O senador Plínio Valério (PSDB-AM) apresentou um novo relatório para a Proposta de Emenda à Constituição (PEC) que visa conceder autonomia orçamentária ao Banco Central (BC). A proposta, que aguarda votação na Comissão de Constituição e Justiça (CCJ) do Senado desde novembro de 2023, busca desvincular o BC do orçamento da União, permitindo que a autarquia administre seus próprios recursos sem interferência direta do governo federal.

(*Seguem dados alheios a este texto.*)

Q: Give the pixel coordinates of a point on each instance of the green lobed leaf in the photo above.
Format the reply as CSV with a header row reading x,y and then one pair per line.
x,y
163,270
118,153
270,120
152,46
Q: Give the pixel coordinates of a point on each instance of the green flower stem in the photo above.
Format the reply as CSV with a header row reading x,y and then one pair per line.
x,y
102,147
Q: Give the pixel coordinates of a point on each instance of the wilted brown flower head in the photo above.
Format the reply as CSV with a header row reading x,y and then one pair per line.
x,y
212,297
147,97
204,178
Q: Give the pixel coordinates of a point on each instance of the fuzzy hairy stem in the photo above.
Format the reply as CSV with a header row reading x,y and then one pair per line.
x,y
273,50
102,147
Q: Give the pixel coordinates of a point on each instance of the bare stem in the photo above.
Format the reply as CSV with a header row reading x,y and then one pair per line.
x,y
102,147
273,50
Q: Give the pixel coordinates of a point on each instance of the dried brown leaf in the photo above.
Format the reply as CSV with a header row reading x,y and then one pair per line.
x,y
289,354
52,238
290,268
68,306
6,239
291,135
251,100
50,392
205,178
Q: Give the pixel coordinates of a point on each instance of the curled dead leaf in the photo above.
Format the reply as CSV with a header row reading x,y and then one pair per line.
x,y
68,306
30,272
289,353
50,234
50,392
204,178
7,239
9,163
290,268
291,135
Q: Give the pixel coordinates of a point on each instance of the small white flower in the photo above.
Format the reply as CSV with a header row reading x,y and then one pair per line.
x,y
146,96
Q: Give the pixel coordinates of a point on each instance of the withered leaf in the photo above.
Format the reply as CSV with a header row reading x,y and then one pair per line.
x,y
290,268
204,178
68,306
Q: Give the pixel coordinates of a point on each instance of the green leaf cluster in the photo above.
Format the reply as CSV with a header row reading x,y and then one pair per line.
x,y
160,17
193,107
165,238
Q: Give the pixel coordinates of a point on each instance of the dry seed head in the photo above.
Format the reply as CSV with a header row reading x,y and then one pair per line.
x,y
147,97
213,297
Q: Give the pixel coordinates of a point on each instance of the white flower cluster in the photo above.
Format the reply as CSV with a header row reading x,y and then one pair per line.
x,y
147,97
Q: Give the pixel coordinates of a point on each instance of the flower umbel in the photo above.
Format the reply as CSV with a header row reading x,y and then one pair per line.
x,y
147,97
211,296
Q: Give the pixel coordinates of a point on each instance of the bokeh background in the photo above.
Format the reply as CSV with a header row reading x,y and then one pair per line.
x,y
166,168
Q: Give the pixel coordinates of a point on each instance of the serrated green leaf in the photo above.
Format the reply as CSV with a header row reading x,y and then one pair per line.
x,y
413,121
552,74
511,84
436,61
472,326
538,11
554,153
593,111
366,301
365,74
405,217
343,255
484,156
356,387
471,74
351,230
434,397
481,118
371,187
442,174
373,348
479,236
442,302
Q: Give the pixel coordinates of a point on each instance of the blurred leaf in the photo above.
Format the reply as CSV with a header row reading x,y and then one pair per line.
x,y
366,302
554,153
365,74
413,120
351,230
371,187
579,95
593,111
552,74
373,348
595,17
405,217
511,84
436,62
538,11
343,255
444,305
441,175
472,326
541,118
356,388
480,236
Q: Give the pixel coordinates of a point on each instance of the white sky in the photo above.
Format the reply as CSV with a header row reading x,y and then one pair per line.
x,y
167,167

Com a autonomia financeira, o BC poderá elaborar e executar seu orçamento, incluindo despesas com pessoal e investimentos, sem a necessidade de seguir as regras do arcabouço fiscal. O orçamento da autarquia terá como limite as despesas do ano anterior, corrigidas pela inflação, e passará por análise prévia do Conselho Monetário Nacional (CMN) e de uma comissão temática do Senado.
A PEC reforça a natureza do BC como entidade pública de natureza especial, com autonomia técnica, operacional, administrativa, orçamentária e financeira. O texto também explicita a competência exclusiva do Banco Central para a regulação e operação do Pix, garantindo a gratuidade para pessoas físicas e a prevenção de fraudes.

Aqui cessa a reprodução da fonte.